J'ai eu envie de lire ce livre après avoir vu la bande-annonce du film Le hérisson. Le sujet a m'attirée : l'histoire de Renée Michel, concierge vieillissante d'un immeuble bourgeois, en apparence laide, revêche et inculte qui est en réalité une femme extrèmement cultivée et autodidacte. Renée s'efforce de coller au cliché de la concierge et cache soigneusement son érudition, parce que dans le monde où nous vivons, chacun doit rester à sa place et on ne mélange pas torchons et serviettes. Ses riches voisins la snobent et sa seule amie est Manuela, une femme de ménage portugaise. Dans son immeuble habite Paloma, surdouée, en conflit permanent avec ses parents et sa soeur.

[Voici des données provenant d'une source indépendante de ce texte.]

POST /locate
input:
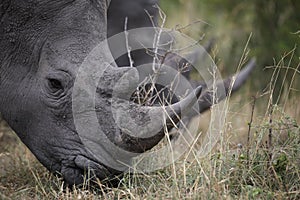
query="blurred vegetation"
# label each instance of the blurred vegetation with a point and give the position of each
(273, 27)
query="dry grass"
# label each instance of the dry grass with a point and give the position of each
(233, 170)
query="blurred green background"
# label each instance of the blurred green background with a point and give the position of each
(273, 27)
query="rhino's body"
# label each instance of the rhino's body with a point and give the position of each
(42, 45)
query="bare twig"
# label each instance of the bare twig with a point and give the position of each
(131, 62)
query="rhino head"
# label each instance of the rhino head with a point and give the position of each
(43, 44)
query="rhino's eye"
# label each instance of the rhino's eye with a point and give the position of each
(55, 84)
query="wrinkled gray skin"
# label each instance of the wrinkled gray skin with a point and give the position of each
(42, 45)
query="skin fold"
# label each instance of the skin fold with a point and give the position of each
(43, 43)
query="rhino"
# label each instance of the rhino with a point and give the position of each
(43, 43)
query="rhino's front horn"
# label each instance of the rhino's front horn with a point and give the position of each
(142, 127)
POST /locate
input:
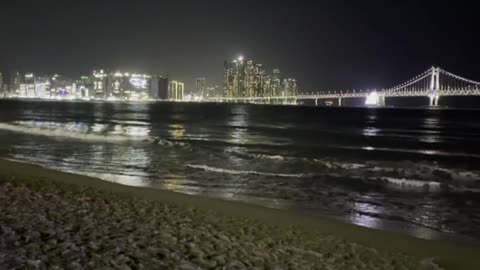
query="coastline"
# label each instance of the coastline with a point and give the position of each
(450, 255)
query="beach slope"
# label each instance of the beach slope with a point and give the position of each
(55, 220)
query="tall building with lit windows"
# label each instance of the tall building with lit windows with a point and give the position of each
(200, 86)
(176, 90)
(99, 84)
(2, 89)
(289, 87)
(234, 78)
(249, 79)
(276, 83)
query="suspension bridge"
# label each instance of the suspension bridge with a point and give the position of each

Elle a décidé de suicider le jour de ses treize ans et en attendant écrit ses "pensées profondes". Et, un jour, un riche, séduisant et élégant Japonais emménage dans l'immeuble et va démasquer Renée...

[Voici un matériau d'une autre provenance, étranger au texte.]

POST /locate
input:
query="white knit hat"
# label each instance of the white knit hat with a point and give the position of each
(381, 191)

Quand je l'ai feuilleté pour la première fois en rentrant chez moi, j'ai regretté mon achat, j'ai eu l'impression d'un style pédant et prétentieux. Puis, lorsque j'ai commencé à le lire pour de bon, j'ai admiré la qualité de l'écriture, même si le côté ampoulé, m'a agacé par moments. C'est un livre qui m'a agréablement surprise. Je ne m'attendais pas à le lire avec autant de plaisir.
En fait, il s'agit d'un roman de gare déguisé en oeuvre littéraire (ou l'inverse). Si l'on enlève toutes les références littéraires, philosophiques et artistiques -et elles sont nombreuses !- qui l'habillent, il ne reste en fin de compte qu'une histoire à l'eau de rose pour midinette. On frôle même parfois la comédie romantique hollywoodienne. La fin est, à mon avis, un peu trop mélo. Muriel Barbery n'a peut-être pas totalement assumé le côté "fleur bleue" de son livre et a, semble-t-il, voulu éviter la "happy end".

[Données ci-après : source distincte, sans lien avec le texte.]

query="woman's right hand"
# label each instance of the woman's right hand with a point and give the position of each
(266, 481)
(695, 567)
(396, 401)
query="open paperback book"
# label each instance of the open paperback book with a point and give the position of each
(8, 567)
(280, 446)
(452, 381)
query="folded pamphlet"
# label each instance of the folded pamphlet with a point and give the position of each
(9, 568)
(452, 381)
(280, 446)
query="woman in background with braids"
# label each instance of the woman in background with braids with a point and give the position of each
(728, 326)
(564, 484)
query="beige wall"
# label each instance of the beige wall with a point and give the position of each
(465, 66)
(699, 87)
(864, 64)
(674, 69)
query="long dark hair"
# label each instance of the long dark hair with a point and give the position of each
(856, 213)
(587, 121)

Et puis, il y a quelque chose de désespérant dans la morale de ce livre : d'abord, l'extrème solitude de Renée. Pendant cinquante-quatre ans, son amour caché pour les arts va rester solitaire -Comment peut-on aimer quelque chose sans jamais le partager avec qui que ce soit ?- Ensuite, Renée disparaît alors qu'elle commençait enfin à obtenir une reconnaissance de son voisinnage, comme si celle-ci était imméritée ou inconcevable et que le dialogue entre la modeste concierge et ses bourgeois de voisins était en fin de compte impossible. Et, finalement, chacun reste à sa place, les torchons avec les torchons, les serviettes avec les serviettes et Renée reste enfermée dans son image de concierge illettrée...
Malgré toutes ces critiques, j'ai plutôt apprécié cette lecture parce que le livre est bien construit, agréable à lire et, qu'au fond, j'ai une âme de midinette.
extrait : "Je me rends soudain compte qu'il y a de la musique.
Ce n'est pas très fort et ça émane de hauts-parleurs invisibles qui diffusent le son dans toute la cuisine.
Thy hand, lovest soul, darkness shades me,
On thy bosom let me rest.
When I am laid in earth
May my wrongs create
No trouble in thy breast.
Remember me, remember me,
But ah ! Forget my fate.
C'est la mort de Didon, dans le Didon et Enée de Purcell. Si vous voulez mon avis : la plus belle oeuvre de chant au monde. Ce n'est pas seulement beau, c'est sublime et ça tient à l'enchaînement incroyablement dense des sons, comme s'ils étaient liés par une force invisible et comme si, tout en se distinguant, ils se fondaient les uns dans les autres, à la frontière de la voix humaine, presque dans le territoire de la pliante animale -mais avec une beauté que les cris de bête n'atteindront jamais, une beauté née de la subversion de l'articulation phonétique et de la transgression du soin que le langage met d'ordinaire à distinguer les sons.
Briser les pas, fondre les sons.
L'Art, c'est la vie, mais sur un autre rythme."
L'élégance du hérisson, Muriel Barbery, Folio, 410 pages.